The tax on crude oil produced by companies such as Oil and Natural Gas Corporation (ONGC) was raised to ₹2,100 per ton from ₹1,700 per ton. Case. | photo credit: Reuters
The government has increased the windfall tax levied on locally produced crude oil as well as the export of diesel and ATF in line with firming international oil prices, according to an official order.
The tax on crude oil produced by companies such as Oil and Natural Gas Corporation (ONGC) has been raised to ₹2,100 per ton from ₹1,700 per ton, according to the order dated January 2.
Crude oil pumped out of the ground and under the seabed is refined and converted into fuels such as gasoline, diesel, and aviation turbine fuel (ATF).
The government has also increased the export tax on diesel to ₹6.5 per liter from ₹5 and similarly on overseas shipments of ATF to ₹4.5 per liter from ₹1.5 per litre.

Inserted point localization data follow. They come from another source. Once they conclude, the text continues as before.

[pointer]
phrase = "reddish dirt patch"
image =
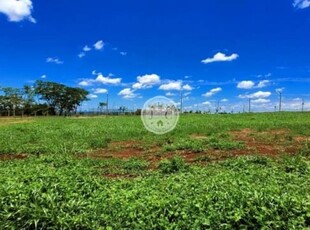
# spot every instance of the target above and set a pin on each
(5, 157)
(197, 136)
(121, 149)
(301, 139)
(269, 143)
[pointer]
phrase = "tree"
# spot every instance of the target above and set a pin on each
(11, 100)
(59, 97)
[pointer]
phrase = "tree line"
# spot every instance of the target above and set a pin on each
(41, 98)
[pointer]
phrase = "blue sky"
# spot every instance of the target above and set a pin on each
(210, 50)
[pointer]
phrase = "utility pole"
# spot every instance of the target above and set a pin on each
(280, 101)
(249, 105)
(181, 109)
(107, 105)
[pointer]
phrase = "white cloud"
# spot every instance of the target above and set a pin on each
(85, 83)
(17, 10)
(301, 4)
(220, 57)
(212, 92)
(169, 94)
(207, 103)
(99, 45)
(92, 96)
(54, 60)
(94, 72)
(260, 100)
(127, 93)
(263, 84)
(187, 87)
(259, 94)
(100, 80)
(146, 81)
(81, 55)
(280, 90)
(173, 85)
(86, 48)
(245, 85)
(107, 80)
(100, 91)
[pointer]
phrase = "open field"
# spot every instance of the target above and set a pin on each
(212, 171)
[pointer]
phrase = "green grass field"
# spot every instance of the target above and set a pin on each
(212, 171)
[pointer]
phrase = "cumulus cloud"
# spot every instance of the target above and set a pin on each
(301, 4)
(207, 103)
(127, 93)
(17, 10)
(175, 85)
(259, 94)
(146, 81)
(279, 90)
(92, 96)
(187, 87)
(99, 45)
(245, 85)
(251, 84)
(86, 48)
(108, 80)
(263, 84)
(220, 57)
(261, 100)
(172, 85)
(169, 94)
(100, 79)
(100, 91)
(54, 60)
(212, 92)
(85, 83)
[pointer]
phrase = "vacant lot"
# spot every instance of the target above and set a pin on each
(212, 171)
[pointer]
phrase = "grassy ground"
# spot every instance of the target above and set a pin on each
(212, 171)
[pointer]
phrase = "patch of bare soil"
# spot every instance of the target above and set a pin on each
(120, 149)
(5, 157)
(198, 136)
(10, 121)
(269, 143)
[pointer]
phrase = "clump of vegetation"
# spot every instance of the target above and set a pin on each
(172, 165)
(61, 191)
(186, 144)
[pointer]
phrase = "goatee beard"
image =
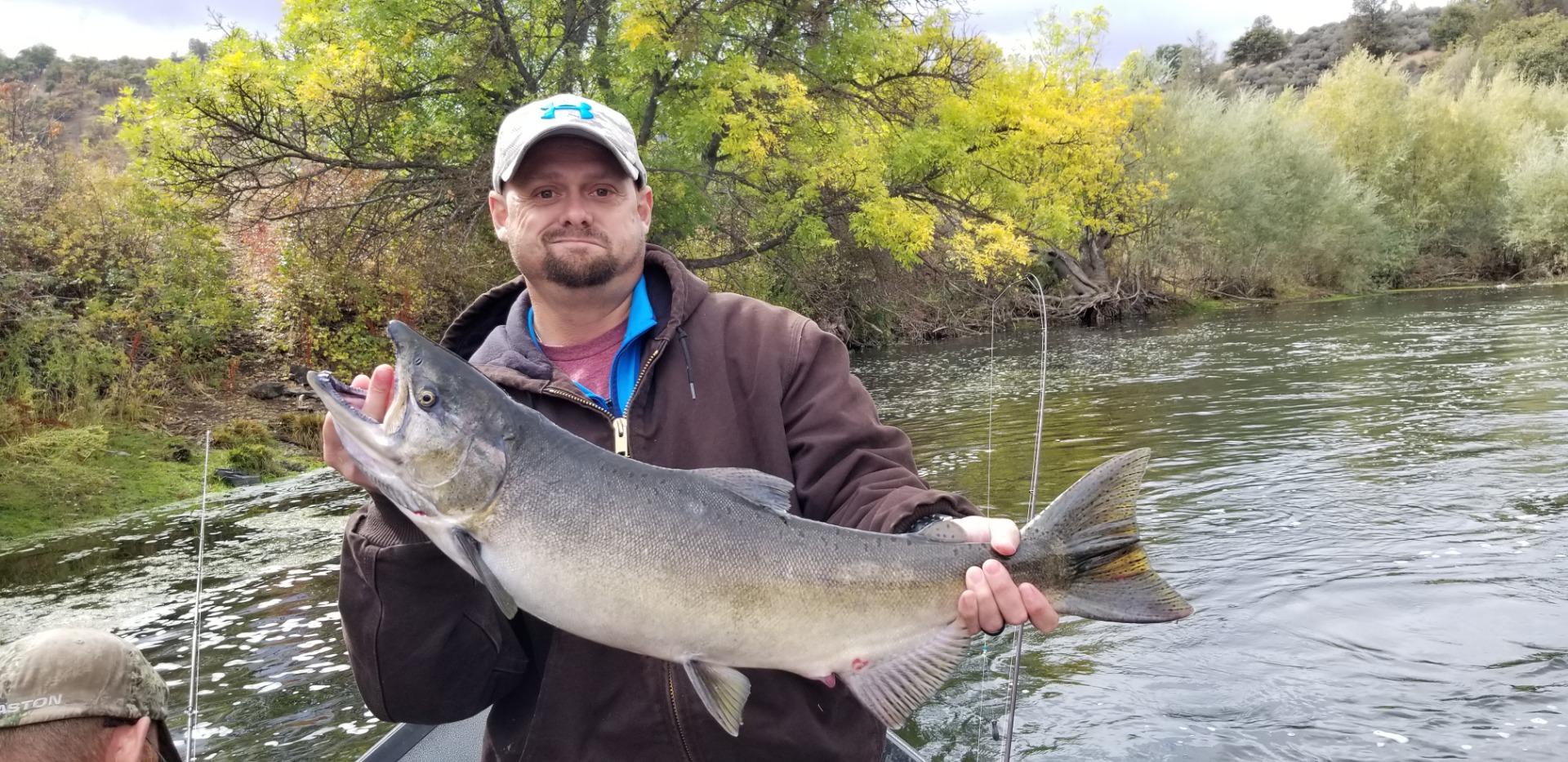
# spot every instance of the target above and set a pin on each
(581, 273)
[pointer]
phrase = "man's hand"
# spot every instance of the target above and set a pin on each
(378, 395)
(993, 598)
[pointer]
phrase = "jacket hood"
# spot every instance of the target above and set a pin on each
(494, 328)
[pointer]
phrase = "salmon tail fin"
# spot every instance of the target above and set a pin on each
(1085, 549)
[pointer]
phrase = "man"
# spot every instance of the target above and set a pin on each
(617, 342)
(76, 695)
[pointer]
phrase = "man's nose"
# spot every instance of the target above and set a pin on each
(576, 211)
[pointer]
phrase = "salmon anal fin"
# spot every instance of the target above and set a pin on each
(722, 688)
(893, 688)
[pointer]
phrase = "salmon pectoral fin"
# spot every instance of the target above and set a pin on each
(470, 550)
(724, 692)
(894, 687)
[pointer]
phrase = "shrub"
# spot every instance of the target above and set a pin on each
(303, 429)
(255, 458)
(242, 431)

The new tax rates come into effect on January 3.
The tax rates were cut during the last fortnightly service on December 16, following a drop in world crude oil prices. International oil prices have since strengthened, necessitating an increase in the windfall tax.
India imposed windfall taxes for the first time on July 1, joining a growing number of countries that tax the super normal profits of energy companies. At that time, export duties of ₹6 per liter ($12 per barrel) each were levied on petrol and ATF and ₹13 per liter ($26 per barrel) on diesel.
A windfall tax of ₹23,250 per ton ($40 per barrel) on domestic crude production was also levied.
The export tax on gasoline has since been removed.
Tax rates are revised fortnightly based on average oil prices for the previous two weeks.
Reliance Industries Ltd, which operates India’s largest export-only oil refinery at Jamnagar in Gujarat, and Nayara Energy, backed by Rosneft, are the country’s main fuel exporters.
The government levies a windfall tax on oil producers on any price they get above a threshold of $75 a barrel.
The levy on fuel exports is based on the cracks or margins that refiners earn on overseas shipments. These margins are primarily a difference between the realized international price of oil and the cost.